I believe this pericope is Christ' mission statement. I also believe it provides a healthy plumb-line for us to answer well whether or not we are living out the gospel. And, if we investigate these texts of scripture a little more elaborately, we find that the gospel is not merely about preaching a message with the goal of saving a soul, but is also about the restoring, redeeming, and rehabilitation of a life. The good news which Christ came to deliver is a complete gospel, what Richard Stearns (author of The Hole In Our Gospel) has come to call the whole gospel. That is to say, the good news Jesus proclaimed was news which was experienced both spiritually as well as tangibly.
In looking at this passage from Luke 4, we see five hallmarks which make up the aims of this good news Christ came to deliver.

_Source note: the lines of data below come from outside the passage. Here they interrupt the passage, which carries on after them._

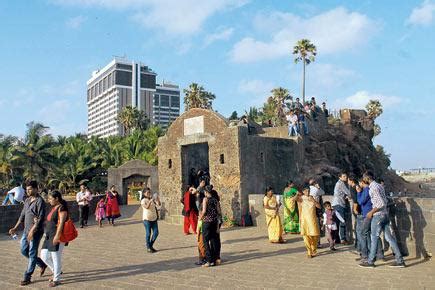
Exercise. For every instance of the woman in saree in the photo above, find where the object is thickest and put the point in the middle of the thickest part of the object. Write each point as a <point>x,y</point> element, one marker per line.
<point>309,225</point>
<point>273,221</point>
<point>112,207</point>
<point>291,213</point>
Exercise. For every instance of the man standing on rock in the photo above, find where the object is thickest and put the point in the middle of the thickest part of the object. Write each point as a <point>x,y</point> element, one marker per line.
<point>32,215</point>
<point>339,203</point>
<point>380,223</point>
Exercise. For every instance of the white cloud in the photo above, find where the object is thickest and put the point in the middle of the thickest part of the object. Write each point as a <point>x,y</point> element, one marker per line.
<point>258,90</point>
<point>171,16</point>
<point>327,76</point>
<point>333,31</point>
<point>220,34</point>
<point>422,15</point>
<point>360,99</point>
<point>75,22</point>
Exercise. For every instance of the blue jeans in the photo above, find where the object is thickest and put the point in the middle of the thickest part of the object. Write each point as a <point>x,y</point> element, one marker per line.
<point>29,249</point>
<point>341,226</point>
<point>149,240</point>
<point>365,240</point>
<point>358,231</point>
<point>381,223</point>
<point>9,197</point>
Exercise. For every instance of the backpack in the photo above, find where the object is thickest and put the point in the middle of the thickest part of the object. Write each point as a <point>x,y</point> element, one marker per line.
<point>69,232</point>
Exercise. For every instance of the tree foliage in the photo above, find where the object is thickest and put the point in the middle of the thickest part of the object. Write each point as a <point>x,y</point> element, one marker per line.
<point>63,162</point>
<point>374,109</point>
<point>197,97</point>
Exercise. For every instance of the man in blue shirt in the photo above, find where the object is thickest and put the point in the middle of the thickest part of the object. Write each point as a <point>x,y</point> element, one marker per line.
<point>365,238</point>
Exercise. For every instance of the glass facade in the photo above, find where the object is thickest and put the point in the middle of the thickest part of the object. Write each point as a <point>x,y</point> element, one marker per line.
<point>123,78</point>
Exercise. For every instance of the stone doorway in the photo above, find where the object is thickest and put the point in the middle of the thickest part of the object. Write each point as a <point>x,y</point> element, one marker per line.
<point>133,185</point>
<point>193,156</point>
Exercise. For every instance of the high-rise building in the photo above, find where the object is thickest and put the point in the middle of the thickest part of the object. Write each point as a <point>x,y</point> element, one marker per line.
<point>166,104</point>
<point>119,84</point>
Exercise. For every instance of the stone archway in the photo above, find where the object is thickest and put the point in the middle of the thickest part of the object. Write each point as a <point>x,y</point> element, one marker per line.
<point>134,171</point>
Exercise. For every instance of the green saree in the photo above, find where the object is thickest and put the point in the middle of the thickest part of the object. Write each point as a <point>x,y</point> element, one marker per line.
<point>291,217</point>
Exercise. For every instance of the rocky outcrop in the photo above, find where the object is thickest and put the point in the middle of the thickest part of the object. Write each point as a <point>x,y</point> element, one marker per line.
<point>344,144</point>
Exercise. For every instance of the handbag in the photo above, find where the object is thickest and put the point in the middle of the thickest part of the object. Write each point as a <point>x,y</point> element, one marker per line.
<point>69,231</point>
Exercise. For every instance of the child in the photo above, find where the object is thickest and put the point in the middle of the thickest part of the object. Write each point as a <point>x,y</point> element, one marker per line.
<point>330,217</point>
<point>100,212</point>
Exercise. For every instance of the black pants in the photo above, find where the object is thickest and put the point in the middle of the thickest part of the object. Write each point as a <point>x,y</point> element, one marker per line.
<point>211,241</point>
<point>83,214</point>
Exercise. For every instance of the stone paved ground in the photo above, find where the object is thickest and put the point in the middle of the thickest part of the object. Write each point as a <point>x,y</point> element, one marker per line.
<point>114,258</point>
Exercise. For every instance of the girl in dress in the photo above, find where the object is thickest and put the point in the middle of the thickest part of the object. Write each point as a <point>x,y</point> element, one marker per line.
<point>100,212</point>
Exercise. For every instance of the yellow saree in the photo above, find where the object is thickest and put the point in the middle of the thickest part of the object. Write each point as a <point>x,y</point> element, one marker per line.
<point>273,221</point>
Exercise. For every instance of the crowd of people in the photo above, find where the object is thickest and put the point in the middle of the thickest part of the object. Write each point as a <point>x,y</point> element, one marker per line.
<point>306,214</point>
<point>50,228</point>
<point>298,114</point>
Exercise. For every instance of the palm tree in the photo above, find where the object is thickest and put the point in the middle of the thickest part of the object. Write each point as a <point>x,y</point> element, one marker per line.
<point>34,154</point>
<point>306,52</point>
<point>6,166</point>
<point>197,97</point>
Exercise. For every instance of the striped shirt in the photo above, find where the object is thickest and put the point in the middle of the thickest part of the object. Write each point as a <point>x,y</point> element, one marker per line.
<point>378,197</point>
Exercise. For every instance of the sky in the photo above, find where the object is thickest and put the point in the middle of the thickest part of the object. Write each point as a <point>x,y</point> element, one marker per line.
<point>237,49</point>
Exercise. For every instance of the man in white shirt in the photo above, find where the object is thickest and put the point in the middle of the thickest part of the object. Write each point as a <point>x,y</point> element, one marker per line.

First, we see a call to preach good news to the poor. It's important that we take note of whom this good news was to be preached to - the poor. It is equally important that we not limit poor to those of a lower economic status. Christ was no doubt referring to the financially destitute of our society, that specifically the poor play a specific role in God's missional plan to in-break his kingdom into our world. Often times the poor are victims of economic oppression in countries, thus making them incapable of being self-sustaining. For example, while in Uganda working with IJM, we will be working amongst victims who have had their property seized illegally, leaving them without any land to grow a crop, have a dwelling area, and or raise some sort of livestock (Read a real property grabbing story). Without land, they have no chance of supplying anything which is in demand, and thus, cannot survive.

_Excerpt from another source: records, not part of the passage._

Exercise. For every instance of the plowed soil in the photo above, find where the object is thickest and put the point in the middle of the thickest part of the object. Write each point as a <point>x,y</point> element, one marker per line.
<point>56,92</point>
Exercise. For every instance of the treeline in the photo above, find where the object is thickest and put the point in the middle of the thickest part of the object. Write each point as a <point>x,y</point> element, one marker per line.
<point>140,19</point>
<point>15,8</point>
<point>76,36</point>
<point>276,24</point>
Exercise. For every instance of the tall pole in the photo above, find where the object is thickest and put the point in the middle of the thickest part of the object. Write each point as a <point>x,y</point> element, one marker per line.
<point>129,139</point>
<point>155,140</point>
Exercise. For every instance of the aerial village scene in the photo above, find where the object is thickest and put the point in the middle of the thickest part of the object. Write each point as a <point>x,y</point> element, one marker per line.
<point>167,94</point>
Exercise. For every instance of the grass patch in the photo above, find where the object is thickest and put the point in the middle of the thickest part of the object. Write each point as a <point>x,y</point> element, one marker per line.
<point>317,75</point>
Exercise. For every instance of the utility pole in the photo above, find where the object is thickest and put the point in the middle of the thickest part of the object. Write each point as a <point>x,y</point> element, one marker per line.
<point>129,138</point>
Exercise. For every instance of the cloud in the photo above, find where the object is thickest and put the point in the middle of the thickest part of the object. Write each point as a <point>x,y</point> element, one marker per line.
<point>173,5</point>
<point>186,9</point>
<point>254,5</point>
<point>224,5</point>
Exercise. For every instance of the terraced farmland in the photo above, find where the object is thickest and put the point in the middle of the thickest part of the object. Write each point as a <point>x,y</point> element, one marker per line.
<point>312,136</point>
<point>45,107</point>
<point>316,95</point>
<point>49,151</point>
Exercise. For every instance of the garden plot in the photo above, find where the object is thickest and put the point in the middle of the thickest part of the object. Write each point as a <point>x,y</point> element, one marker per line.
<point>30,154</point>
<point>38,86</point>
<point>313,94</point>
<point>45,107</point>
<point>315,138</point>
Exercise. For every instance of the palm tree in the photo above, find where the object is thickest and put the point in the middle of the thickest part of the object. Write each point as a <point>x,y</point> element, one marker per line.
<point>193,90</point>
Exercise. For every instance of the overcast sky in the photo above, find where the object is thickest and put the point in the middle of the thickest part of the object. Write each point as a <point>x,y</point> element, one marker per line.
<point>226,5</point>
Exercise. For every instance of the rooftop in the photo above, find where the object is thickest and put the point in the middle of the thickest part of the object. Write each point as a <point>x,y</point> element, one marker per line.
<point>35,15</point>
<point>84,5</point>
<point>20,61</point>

Here in the West, we have a tendency to frown upon the poor of inner cities, being deceived by the notion that they deserve to be poor only because of poor choices. Though there is truth to poor choices which one may have made, thus evoking their financial state, that is not to evoke a judgment from others upon them. Instead, regardless if someone is what society displays as poor because of poor choices or if someone is destitute due to suffering from a form of injustice, as Christians, we are still to be moved to do something. This gospel, the whole gospel, is one which transcends this economic barrier and breaks the dam around our heart allowing to flow freely what needs to be tears of compassion. This compassion is to move us to these individuals, taking action on their behalf.
At the same time, poverty is not merely an economic state. It is also a spiritual one. People become millionaires regularly, and more and more are crossing over to ten figures (making them a billionaire). Whether middle class, millionaires or billionaires, without Christ, you are eternally poor. And thus, we learn another token of this whole gospel: every economic class is an audience for this gospel. This gospel, is good news for all.